Moth trap in operation

The webcam is positioned around 220 mm from the light table. It is configured to focus at this range and to use an exposure of around 130 ms. The light box is kept relatively dim simply to offer some contrast and most light comes from the ring light. I am using a white cotton pillowcase over the light table to provide an attractive landing surface for insects.

I’ve set the trap to come on automatically at 18:00 and turn off around 05:00. The cron settings are:

59 17 * * * python /home/pi/lighton.py
00 18 * * * motion
01 18 * * * /home/pi/setCamera.sh
00 05 * * * pkill motion
01 05 * * * python /home/pi/lightoff.py

At present I control the Raspberry Pi entirely through a PuTTY telnet connection and access the images by FTP through FileZilla. I plan to automate transfer of the images to a computer so they can be processed each day.

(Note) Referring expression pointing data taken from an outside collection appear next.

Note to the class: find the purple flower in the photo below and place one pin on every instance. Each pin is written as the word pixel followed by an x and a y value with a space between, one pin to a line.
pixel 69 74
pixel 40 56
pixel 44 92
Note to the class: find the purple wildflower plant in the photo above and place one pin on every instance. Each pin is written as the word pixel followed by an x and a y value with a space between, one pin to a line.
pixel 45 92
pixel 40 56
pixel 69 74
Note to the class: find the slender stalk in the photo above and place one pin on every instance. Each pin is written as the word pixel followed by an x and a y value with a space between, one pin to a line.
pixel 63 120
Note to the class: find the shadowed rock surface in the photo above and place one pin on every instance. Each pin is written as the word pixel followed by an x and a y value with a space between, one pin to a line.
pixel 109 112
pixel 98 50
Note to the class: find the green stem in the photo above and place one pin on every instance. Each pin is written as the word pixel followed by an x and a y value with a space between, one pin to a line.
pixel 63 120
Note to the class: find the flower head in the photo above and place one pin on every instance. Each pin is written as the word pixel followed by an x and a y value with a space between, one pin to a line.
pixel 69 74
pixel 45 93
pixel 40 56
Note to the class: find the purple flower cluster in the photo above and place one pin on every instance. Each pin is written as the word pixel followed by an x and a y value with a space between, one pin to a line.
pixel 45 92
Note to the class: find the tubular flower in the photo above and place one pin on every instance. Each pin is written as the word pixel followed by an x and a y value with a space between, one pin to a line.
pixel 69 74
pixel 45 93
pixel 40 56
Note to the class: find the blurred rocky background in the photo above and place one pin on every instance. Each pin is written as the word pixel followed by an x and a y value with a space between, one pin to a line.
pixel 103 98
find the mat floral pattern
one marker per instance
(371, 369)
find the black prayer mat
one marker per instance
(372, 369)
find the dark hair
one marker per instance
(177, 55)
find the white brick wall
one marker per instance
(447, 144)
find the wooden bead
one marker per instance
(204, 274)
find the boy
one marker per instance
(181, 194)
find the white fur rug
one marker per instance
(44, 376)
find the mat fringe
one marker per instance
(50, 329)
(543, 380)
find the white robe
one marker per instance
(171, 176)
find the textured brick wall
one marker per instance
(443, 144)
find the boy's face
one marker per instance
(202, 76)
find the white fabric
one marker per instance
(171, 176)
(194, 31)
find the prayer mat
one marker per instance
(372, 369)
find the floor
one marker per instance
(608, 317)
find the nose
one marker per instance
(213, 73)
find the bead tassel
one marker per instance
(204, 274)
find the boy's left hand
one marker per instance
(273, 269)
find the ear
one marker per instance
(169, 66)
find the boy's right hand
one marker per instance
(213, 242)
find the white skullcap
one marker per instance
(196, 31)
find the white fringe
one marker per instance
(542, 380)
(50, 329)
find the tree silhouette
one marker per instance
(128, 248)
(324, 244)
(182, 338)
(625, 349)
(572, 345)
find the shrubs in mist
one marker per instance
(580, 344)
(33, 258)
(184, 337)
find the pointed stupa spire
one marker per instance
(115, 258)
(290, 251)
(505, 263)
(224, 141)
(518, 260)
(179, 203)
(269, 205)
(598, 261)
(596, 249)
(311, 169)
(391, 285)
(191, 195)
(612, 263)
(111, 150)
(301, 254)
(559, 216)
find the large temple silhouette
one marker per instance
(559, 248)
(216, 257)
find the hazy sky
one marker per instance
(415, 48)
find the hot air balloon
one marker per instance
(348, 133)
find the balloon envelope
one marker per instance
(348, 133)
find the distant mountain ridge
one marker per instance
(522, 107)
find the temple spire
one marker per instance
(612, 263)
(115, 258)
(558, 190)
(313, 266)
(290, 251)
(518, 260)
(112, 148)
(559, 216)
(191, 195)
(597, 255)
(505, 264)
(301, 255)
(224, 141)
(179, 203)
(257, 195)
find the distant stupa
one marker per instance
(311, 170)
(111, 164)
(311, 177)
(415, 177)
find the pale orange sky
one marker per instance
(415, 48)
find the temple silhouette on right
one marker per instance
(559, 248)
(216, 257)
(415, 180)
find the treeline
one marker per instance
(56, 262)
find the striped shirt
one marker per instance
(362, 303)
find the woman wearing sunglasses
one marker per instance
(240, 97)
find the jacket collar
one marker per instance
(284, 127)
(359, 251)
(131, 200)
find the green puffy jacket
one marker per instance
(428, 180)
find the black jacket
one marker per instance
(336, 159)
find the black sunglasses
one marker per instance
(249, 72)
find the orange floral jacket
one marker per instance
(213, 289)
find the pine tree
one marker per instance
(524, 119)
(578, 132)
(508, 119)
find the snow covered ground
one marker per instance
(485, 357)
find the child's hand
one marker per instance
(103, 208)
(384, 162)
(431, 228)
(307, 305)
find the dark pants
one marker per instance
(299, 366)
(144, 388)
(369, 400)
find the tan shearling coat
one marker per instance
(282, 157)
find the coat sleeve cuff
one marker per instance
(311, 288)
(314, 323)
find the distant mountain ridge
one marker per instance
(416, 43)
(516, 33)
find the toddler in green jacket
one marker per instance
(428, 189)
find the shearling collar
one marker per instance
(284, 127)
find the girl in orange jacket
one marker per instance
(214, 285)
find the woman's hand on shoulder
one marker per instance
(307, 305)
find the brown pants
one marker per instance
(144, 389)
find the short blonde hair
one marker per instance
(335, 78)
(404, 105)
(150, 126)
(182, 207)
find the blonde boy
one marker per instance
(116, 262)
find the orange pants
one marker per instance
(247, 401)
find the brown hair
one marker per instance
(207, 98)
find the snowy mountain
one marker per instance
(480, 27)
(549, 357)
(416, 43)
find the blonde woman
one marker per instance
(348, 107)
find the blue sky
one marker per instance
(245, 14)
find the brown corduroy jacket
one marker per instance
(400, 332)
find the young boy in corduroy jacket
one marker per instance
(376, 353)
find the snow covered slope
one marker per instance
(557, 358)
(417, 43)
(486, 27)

Right now, it’s winter in Canberra, often reaching below freezing for some of the night, so there are relatively few insects. I’ve uploaded some examples (including a number captured only at HD resolution) to iNaturalist.

The trap is now more or less ready for collecting what I hope will be many thousands of images in the warmer months.

Results

The MCC-trap software has not been trained for Australian moths, but this video is a test of how it works with the set of images collected overnight, 3/4 June 2021:

ArabaAMT-20210604

For the coming months, the trap will operate as a wildlife camera trap. I will segment the images, add identifications and build training sets for classifying the commoner species here. I’d like to get to the stage where I could even fully automate some records being submitted to iNaturalist.

As can be seen in the video, the out-of-the-box processing selects a fair number of background areas and misses some insects. It may be useful for me to spend some time training a model first to distinguish between things that interest me (insects and other animals) and things that don’t (shadows, blurs, etc.). This should simplify extraction of the segmented images for training an identification model.